Why didn’t we all come down with scurvy and double rickets?  Probably because every Saturday Ma bought a tea-chest of ‘chippit fruit’ from The Orchard in Upperkirkgate. Chippit fruit. Nowadays I suppose it would be called ‘distressed’ fruit — was a generic term for all the fruit the fruiterer couldn’t palm off on anybody sober: oranges that had been knelt on, terminally bruised bananas or melons the shop assistant had been playing keepie-up with during the week. This weekly super-boosting of our immune systems most likely kept us all out of hospital.

I returned to the present to find myself still clutching the cottage cheese. I intended to head straight for the checkout with it but an unseen hand guided my trolley to the cold meats section of the store, where I stood gazing at a yard of pre-packed polony with a nostalgic eye. Maybe, just maybe, polony was as packed with vitamins and minerals as my reluctantly chosen cottage cheese. I examined the food label to see.
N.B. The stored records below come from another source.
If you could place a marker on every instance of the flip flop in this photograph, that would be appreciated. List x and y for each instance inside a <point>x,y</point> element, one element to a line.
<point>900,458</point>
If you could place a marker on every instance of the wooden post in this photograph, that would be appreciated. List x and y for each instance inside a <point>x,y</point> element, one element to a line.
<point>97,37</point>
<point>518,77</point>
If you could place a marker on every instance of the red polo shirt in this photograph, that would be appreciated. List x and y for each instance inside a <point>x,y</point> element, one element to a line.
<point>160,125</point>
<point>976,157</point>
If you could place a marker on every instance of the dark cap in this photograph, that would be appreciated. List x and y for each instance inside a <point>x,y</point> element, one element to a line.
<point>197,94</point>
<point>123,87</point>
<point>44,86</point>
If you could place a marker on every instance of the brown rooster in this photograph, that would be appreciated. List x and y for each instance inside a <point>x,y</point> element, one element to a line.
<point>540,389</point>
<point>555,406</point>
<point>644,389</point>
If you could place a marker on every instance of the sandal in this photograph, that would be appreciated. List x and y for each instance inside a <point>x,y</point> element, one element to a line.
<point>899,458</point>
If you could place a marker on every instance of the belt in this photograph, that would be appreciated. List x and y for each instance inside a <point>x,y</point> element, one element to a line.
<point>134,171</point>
The main ingredients were listed as pork and bacon. Then came the phrase: ‘Other Meats’. Which other meats I thought? Badger? Three‑banded armadillo? Rusk followed that. Rusk is a variety of edible sawdust the government allows butchers to mix with meat while the customer roots distractedly in the veggie basket for a decent neep. Further down the list where the tiniest of writing strained my prescription glasses to their limit, I found E450K (Wasn’t this the stuff they put in wallpaper paste to kill fungus?); Colour 128 (I Googled it when I got home. It’s in the Dulux range as Fencepost); and anti‑oxidant 301 (an early rocket fuel used by Wernher von Braun if I wasn’t mistaken). No mention of folic acid, riboflavin or iron.

I stood there for some time looking from cottage cheese to polony and back again. I know our sixties diet would be enough to make today’s nutritional boffins at the Rowett Institute cowk on their Special K, but don’t they say that a little of what you fancy does you good?  It just depends on your definition of ‘little’ I suppose.
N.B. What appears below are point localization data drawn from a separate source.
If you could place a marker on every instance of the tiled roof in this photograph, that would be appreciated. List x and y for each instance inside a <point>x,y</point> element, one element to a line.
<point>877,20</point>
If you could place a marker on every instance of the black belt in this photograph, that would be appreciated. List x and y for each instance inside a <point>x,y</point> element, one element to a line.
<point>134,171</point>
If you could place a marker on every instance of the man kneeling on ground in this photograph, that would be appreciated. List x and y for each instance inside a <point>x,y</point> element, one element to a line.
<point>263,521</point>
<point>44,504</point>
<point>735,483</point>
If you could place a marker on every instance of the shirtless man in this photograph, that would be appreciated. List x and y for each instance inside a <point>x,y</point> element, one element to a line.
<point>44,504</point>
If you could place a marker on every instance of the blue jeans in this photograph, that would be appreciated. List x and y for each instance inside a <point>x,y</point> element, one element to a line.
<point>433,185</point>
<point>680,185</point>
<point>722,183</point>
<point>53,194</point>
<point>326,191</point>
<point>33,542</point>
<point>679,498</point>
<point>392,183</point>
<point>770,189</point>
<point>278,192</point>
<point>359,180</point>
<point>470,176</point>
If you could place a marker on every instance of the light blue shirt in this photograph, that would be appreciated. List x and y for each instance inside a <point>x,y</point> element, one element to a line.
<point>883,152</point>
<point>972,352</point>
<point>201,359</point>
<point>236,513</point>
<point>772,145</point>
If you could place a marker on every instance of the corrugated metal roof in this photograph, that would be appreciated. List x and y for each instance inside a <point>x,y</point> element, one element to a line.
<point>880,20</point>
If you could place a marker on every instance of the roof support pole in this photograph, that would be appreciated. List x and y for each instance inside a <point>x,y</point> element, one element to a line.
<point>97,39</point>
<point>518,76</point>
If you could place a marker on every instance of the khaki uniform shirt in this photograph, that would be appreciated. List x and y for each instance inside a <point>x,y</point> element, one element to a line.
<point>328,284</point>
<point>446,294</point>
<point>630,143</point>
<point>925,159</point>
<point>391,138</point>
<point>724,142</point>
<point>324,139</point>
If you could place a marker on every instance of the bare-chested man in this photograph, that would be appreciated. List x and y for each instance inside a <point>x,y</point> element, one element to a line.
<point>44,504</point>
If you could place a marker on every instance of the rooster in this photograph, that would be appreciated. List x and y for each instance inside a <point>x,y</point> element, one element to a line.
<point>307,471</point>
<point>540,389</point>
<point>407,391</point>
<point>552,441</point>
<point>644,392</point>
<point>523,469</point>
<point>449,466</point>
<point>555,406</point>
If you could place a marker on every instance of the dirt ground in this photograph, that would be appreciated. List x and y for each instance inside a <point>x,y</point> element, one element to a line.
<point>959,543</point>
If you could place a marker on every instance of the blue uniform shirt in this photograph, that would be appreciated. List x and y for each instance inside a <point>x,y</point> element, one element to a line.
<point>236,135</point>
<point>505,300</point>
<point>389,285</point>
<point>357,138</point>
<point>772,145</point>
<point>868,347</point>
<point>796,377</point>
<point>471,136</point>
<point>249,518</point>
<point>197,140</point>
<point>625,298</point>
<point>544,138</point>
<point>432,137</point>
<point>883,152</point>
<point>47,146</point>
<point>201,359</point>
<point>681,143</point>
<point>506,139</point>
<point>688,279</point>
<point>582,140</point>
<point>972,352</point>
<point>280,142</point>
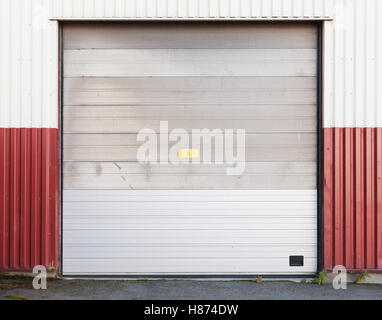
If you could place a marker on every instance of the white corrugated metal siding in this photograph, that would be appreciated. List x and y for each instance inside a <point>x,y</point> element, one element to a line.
<point>353,65</point>
<point>29,43</point>
<point>28,65</point>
“Dee ye ken the polony sassidge is buy-een-get-een-for-nithing jist noo?” the lassie at the checkout asked,

“Dee ye wint tae rin back and get anither een?” I took the lassie up on her offer, put the cottage cheese back where I found it and set off home.

Over the next few days I managed to eat the whole two yards. Guilt free. Or so I thought. The night I scoffed the last of it I fell asleep with a contented smile but looking like I’d swallowed a fully inflated beach ball. At two in the morning, I sprang bolt upright out of a nightmare, peching like a ploughman’s horse at lowsin’-time. I was back in the Aberdeen tenement where I grew up. A gang of vitamins had infiltrated our house through a crack in the pointing. Armed with a tattie-masher, Ma pursued the intruders from room to room, clambering over furniture and twice falling down the back of the radiogram before driving them out.

Before I fell sleep again I promised myself that in the morning I’d devote my life to Ryvita and green tea. I should be fine so long as I stay well away from the cold meats section of the supermarket in Turriff.